La Russie suit une autre voie encore. Dans certaines parties du Sahel, assistance sécuritaire et protection des régimes sont échangées contre influence et alignement politique, au prix d’une dépendance armée. L’Inde n’oppose pas un discours normatif, mais un renforcement institutionnel et sécuritaire qui consolide le contrôle national.
Les opinions publiques africaines sont jeunes, connectées et sceptiques. La Russie, la Chine et la Turquie investissent massivement dans les récits, tandis que le silence laisse le champ libre à ceux qui prospèrent sur la défiance.
Dans ce contexte, l’Inde ne conteste pas les valeurs occidentales en Afrique ; elle les met en œuvre là où l’engagement occidental a souvent peiné à produire des résultats. Pour l’Europe, et pour l’Union européenne en particulier, l’enjeu n’est pas idéologique mais stratégique : là où des partenaires crédibles renforcent les capacités sans imposer de tutelle, les modèles coercitifs reculent.
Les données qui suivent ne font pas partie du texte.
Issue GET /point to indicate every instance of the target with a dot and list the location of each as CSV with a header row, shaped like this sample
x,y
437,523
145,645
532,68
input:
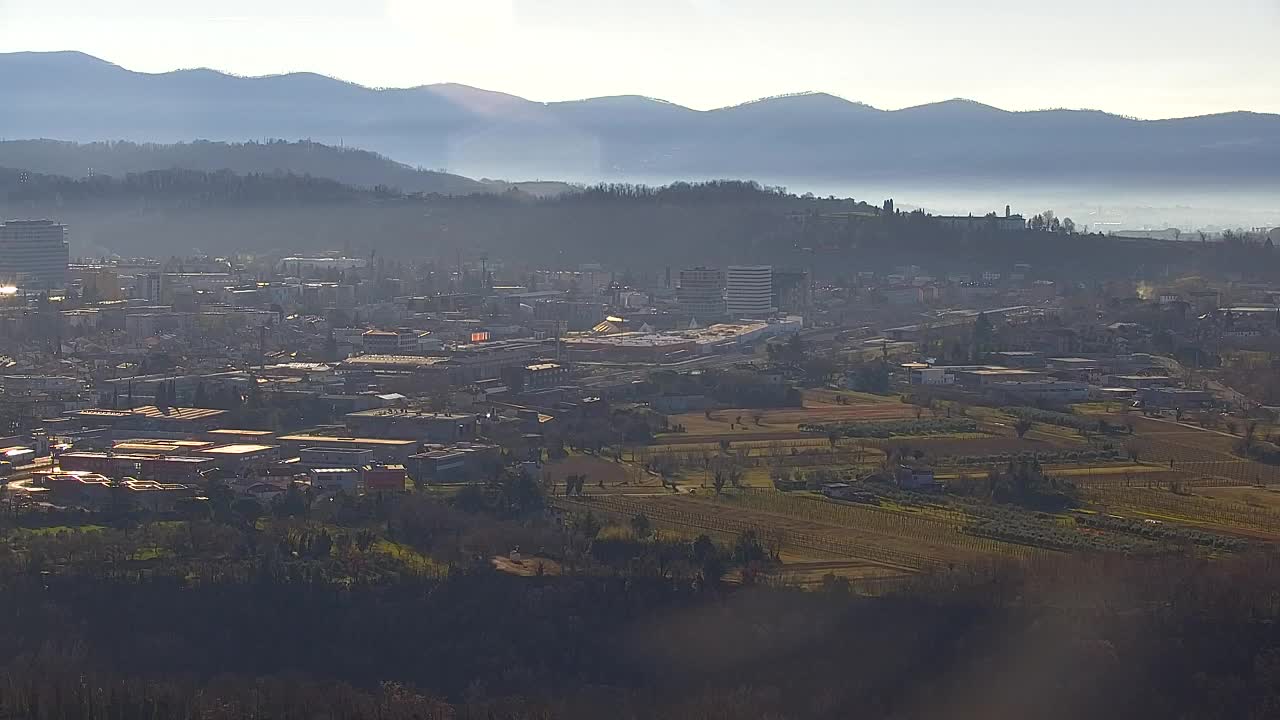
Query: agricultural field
x,y
1141,484
818,406
616,477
La dépendance s’affaiblit avec l’émergence d’alternatives, et l’influence glisse du levier vers la crédibilité. La proposition indienne demeure distinctive et extensible. L’Afrique n’a pas besoin d’un nouveau patron. Elle a besoin de partenaires suffisamment confiants pour partager l’influence – et l’Inde peut crédiblement jouer ce rôle.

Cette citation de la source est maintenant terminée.